If Magistrate Thomas Rueter’s ruling stands, anyone using U.S.-based internet companies will have to live with the knowledge that, as far as the U.S. government is concerned, it’s America wherever they operate.
That’s a dangerous approach that hurts the international expansion of U.S. tech companies. Privacy-minded customers in Europe are already suspicious of the U.S. government’s cooperation with the tech giants, revealed by National Security Agency leaker Edward Snowden. Nationalist politicians in some countries — for example, Marine Le Pen of the French National Front — want to ban cross-border personal data transfers, arguing that such data must be stored on servers inside the internet user’s country. That, however, does not appear to guarantee that the U.S. won’t get at it, either.
Last July, Microsoft won a landmark case against the U.S. government, in which it argued it didn’t have to hand over emails stored on a server in Dublin to investigators working on a drug case.
The U.S. Court of Appeals for the Second Circuit agreed with the corporation, ruling that the U.S. Congress never meant the Stored Communications Act to apply extraterritorially. Just two weeks ago, the court allowed the ruling to stand. The government may yet appeal it to the Supreme Court, but in the meantime U.S. internet companies have assumed that if communications are stored abroad, they are out of the U.S. authorities’ reach.
Acting on that understanding, Google refused to disclose two users’ data to the FBI, which went to court in Philadelphia. Unlike Microsoft, Google doesn’t even know the physical location of a file: Its artificial intelligence-based system constantly optimizes storage, so bits of one file can be stored in several geographic locations at once.
Judge Rueter refused to be bound by the Microsoft precedent. In his ruling, he disagreed with it, arguing that as long as an American Google employee gets the data using a computer located in the U.S., nothing extraterritorial is taking place: “When Google produces the electronic data in accordance with the search warrants and the Government views it, the actual invasion of the account holders’ privacy — the searches — will occur in the United States.”
Within that logic, any information, public or private, that the U.S. government can locate using computers on U.S. territory is fair game. And if the logic applies, the European Union wasted its time last year as it tried to establish an acceptable privacy standard for U.S. companies operating in Europe.
A new framework for these companies became necessary after the European Court of Justice struck down the EU’s so-called safe harbor agreement with Washington, which allowed internet companies to shuttle personal data back and forth between the two jurisdictions based on an understanding that the U.S. provided adequate protection for users’ privacy.

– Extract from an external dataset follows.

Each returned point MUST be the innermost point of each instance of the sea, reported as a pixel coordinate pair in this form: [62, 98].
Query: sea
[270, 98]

The so-called Privacy Shield, which replaced the “safe harbor” arrangement, is still pretty permissive, allowing companies to self-certify their commitment to user privacy, but it simplifies redress and gives European data privacy authorities more power over cross-border communication. If, however, the U.S. decides that it can just take the data from foreign servers, the new agreement will be rendered meaningless.
For U.S. companies, this will mean a need to invent new private arrangements to protect European customers, the kind Microsoft proposed in 2015. It appointed Deutsche Telekom “data trustee” for two data centers in Germany, making it impossible for anyone, including Microsoft itself, to obtain any information from the servers without the permission of the trustee and, ultimately, the client. Such tricks, however, may not stand up in U.S. courts, provided other judges agree with Rueter.
The U.S. Supreme Court will probably have to take a stand on the issue: Google has already decided to appeal Rueter’s ruling, and now that there are conflicting precedents, the government, too, will definitely want to pursue the battle to the bitter end.
Waiting for a decision, millions of non-U.S. citizens must decide whether to reduce their losses in this front of the online privacy wars: It may no longer be expedient to expose their lives to U.S. corporations.
Those who are uneasy about the degree of the U.S. government’s reach into their private files and communications need to start thinking about alternatives, no matter how hard it may be to replace Google, Microsoft or Facebook.
As the U.S. becomes more hostile toward foreigners under President Donald Trump, there’s no telling why the U.S. government may be asked to collect information. Some travelers to the U.S. are already being asked to reveal their social network histories in a broad search for terrorist connections. What if the government didn’t even have to ask?
Leonid Bershidsky is a Bloomberg View columnist. He was the founding editor of the Russian business daily Vedomosti and founded the opinion website Slon.ru.